I previously worked as a data scientist at the University of Oxford in the departments of Population Health and Primary Care Health Sciences; and as a data science consultant in the private sector.
For a (3.5-hour!) overview of my background, and the work of our team at OWID, you can listen to my interview with Fin Moorhouse and Luca Righetti on Hear This Idea. I also gave a talk at EA Global: London 22.
Thanks for the question, Angelina!
The article on longtermism and our content on AI were published in 2022. They've had great success (6-figure page views in both cases). I was particularly happy that we had no negative reaction to either topic, given that both could have seemed outside of our usual coverage for traditional OWID readers.
On longtermism, the reception was very positive. Max Roser's hourglass chart had a Wait-but-Why vibe that made it particularly popular on social media. My (unsubstantiated) impression is that many people remembered that part of the article more than the broader presentation of longtermism. But if we want existential risks to be taken more seriously, getting more people to adopt a broader perspective of humanity's past and future is probably an essential first step, so I'd say the article was very beneficial overall.
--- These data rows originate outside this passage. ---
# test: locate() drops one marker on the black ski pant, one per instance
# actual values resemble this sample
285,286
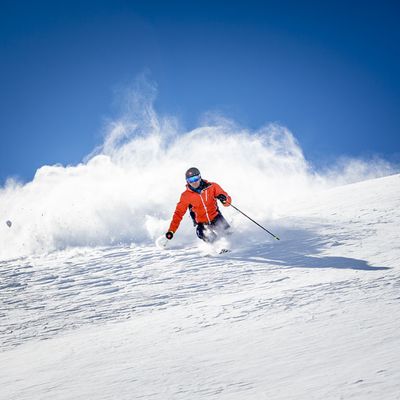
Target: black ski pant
210,232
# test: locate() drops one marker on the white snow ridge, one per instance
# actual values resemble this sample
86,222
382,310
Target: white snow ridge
313,316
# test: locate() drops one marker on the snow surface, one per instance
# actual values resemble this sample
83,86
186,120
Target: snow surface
314,316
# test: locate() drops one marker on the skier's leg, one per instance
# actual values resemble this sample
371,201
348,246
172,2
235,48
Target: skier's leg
204,233
220,224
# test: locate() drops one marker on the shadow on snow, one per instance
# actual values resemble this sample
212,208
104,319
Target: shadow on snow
301,249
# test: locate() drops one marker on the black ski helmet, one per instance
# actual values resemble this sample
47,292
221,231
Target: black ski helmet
192,172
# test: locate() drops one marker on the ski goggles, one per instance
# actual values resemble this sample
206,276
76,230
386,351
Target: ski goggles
193,179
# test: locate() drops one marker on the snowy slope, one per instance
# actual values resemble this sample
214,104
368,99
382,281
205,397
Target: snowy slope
314,316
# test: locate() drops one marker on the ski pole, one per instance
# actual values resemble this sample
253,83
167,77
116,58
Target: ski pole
266,230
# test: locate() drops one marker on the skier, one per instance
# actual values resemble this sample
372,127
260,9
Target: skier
201,197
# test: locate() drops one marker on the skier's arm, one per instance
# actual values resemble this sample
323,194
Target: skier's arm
180,211
221,195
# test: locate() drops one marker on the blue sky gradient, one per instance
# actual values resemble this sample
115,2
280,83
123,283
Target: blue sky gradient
329,72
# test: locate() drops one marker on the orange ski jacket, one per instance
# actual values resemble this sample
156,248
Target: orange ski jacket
202,204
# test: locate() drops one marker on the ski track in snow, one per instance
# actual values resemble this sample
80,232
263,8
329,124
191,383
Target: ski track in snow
313,316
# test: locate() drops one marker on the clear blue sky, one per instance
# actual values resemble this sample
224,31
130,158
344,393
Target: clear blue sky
329,71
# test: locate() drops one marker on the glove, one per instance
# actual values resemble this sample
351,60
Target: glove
222,198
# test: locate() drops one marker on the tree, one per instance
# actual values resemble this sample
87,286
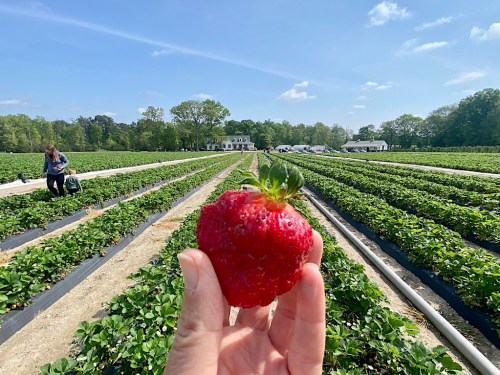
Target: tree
338,136
366,133
201,117
436,123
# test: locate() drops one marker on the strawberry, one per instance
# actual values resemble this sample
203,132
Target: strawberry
255,240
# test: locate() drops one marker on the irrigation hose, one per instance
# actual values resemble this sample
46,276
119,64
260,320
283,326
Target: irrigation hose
477,359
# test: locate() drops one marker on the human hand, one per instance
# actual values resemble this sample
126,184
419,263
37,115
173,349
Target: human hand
291,342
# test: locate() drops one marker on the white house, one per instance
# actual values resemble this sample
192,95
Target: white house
300,147
372,145
318,148
233,142
283,147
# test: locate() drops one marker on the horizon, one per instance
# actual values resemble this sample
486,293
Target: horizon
330,62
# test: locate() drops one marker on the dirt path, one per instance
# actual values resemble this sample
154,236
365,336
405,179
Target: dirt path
6,255
17,187
398,302
49,336
427,167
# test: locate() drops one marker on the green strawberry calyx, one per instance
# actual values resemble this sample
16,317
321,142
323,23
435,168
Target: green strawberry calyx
276,181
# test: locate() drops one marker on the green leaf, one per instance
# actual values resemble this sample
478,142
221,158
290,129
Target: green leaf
277,175
295,181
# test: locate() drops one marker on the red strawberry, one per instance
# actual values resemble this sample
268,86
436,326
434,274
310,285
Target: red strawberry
256,241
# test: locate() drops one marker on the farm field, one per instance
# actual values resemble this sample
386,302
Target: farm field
371,329
480,162
30,165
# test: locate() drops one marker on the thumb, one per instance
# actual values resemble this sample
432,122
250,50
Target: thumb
195,349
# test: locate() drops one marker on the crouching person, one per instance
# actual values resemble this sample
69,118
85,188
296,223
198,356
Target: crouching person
72,182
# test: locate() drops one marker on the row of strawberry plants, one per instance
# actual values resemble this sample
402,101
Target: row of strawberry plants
362,336
473,272
478,184
140,325
468,221
35,268
460,196
481,162
30,165
22,212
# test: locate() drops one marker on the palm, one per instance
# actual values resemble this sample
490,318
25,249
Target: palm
289,342
248,351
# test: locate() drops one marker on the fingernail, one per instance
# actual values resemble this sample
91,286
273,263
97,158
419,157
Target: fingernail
189,271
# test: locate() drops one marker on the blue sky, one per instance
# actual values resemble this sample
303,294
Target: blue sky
336,61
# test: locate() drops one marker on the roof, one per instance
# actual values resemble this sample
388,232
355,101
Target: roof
238,138
365,143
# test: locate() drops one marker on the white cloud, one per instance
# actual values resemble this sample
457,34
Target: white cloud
469,92
384,87
439,21
466,77
153,93
202,96
11,102
376,86
386,11
411,46
296,95
301,84
493,32
430,46
162,52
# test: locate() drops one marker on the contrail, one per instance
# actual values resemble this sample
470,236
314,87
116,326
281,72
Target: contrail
124,35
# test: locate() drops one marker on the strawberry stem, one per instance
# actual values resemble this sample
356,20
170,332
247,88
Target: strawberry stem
276,181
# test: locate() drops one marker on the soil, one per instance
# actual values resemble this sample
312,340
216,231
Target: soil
49,336
398,302
429,168
17,187
6,255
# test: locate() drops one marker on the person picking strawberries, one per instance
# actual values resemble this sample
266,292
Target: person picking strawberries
253,247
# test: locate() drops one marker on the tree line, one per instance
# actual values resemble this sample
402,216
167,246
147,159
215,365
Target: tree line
474,121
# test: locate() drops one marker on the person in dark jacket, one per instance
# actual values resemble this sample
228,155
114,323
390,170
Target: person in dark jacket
53,168
72,182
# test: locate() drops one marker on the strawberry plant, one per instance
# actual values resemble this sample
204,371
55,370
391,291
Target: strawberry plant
382,342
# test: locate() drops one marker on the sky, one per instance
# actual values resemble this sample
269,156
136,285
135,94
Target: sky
347,62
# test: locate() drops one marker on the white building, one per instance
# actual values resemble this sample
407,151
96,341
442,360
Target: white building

Another nice aspect is that it was well-received in longtermist circles; no one seemed to think we had neglected or distorted any angle of the topic.
On AI, the impact has been more immediate. We published a new topic page, 5 articles, and 29 charts late last year. We were delighted that we could give a platform to the excellent data published by Epoch and that it was much more widely seen because of it (both on our site and in re-uses, e.g., in The Economist). Reactions to the 5 articles seemed very positive as well; "Technology over the long run" and "The brief history of artificial intelligence" were the most shared among them.
The most significant limitation is that this was all published just a few weeks before the ChatGPT/GPT-4 craze started. If anything, we're even more convinced now than at the time that AI is one of the world's largest problems, and we're working on an interim update of our content.